Muslim servicemen and women will be asked to address school assemblies alongside their Christian colleagues in parts of the country that have seen a significant rise in religious hate crimes.
They are likely to include past and present Muslim soldiers who have served in Afghanistan and Iraq, as well as some who were injured.
The plans, which are at an advanced stage, will be discussed next week at the second meeting of the Government’s taskforce on tackling extremism and radicalisation.
Reports of anti-Muslim attacks and abuse increased eight-fold in the wake of the death of Fusilier Rigby in Woolwich, south-east London. A month later they were still running at 36 per week.
Earlier this month David Cameron visited a mosque in Manchester where a young white Muslim convert described how attitudes to her had changed as a soon as she covered her head with a veil.
She told him of the hostility she felt from people in the street and in shops, which she had never encountered when she was uncovered.
Another woman said she and her friends sometimes “avoided” going into town for fear of abuse over the way they dressed.
Around 650 Muslim soldiers are currently serving across the armed forces, including many in frontline roles.

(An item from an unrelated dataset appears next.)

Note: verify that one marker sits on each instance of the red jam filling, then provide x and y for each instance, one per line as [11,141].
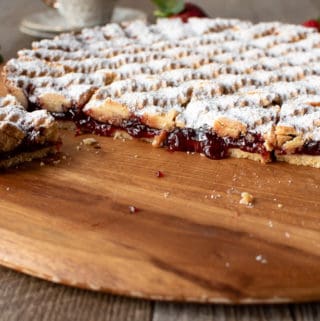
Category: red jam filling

Sayeeda Warsi, minister for Faith and Communities, is understood to be assessing two proposals to co-ordinate the visits.
One is being led by the Army under the new Civilian Chaplain to the Military, Imam Ali Omar, and another is being proposed by the independent Curzon Institute.
The schemes will be match-funded by the Department of Communities and Local Government.
A senior Government source said that the idea was to dispel myths from far-right organisations such as the EDL and from radical Islamic preachers that being Muslim was somehow incompatible with being a patriotic British citizen.
“This is an opportunity for men and women in uniform today – Muslim and non-Muslim – to go into schools and show that people of all faiths are serving alongside each other in our armed forces,” they said.
“It’s sends a really powerful message post-Woolwich – mainly because it was an attack on soldiers, but also because it condemns the extremist narrative that you can’t be a practising Muslim and a loyal British citizen serving your country in the armed forces.
“We have got to defeat the argument that the West is at war with Islam. Everything we do has to challenge that misconception.”
The visits will also be co-ordinated around activities in schools to mark the centenary of the First World War next year in which hundreds of thousands of Muslim soldiers fought and died for Britain.
Educational programmes are expected to concentrate on the contribution of Commonwealth soldiers to the war effort – including the relatives of many children in the UK of Pakistani and Indian origin.
Around 1.2 million soldiers from undivided India fought for the British Empire during the war. About 74,000 of those soldiers died.
Baroness Warsi, whose grandparents fought in the Second World War, recently said that the anniversary was particularly poignant given tensions today.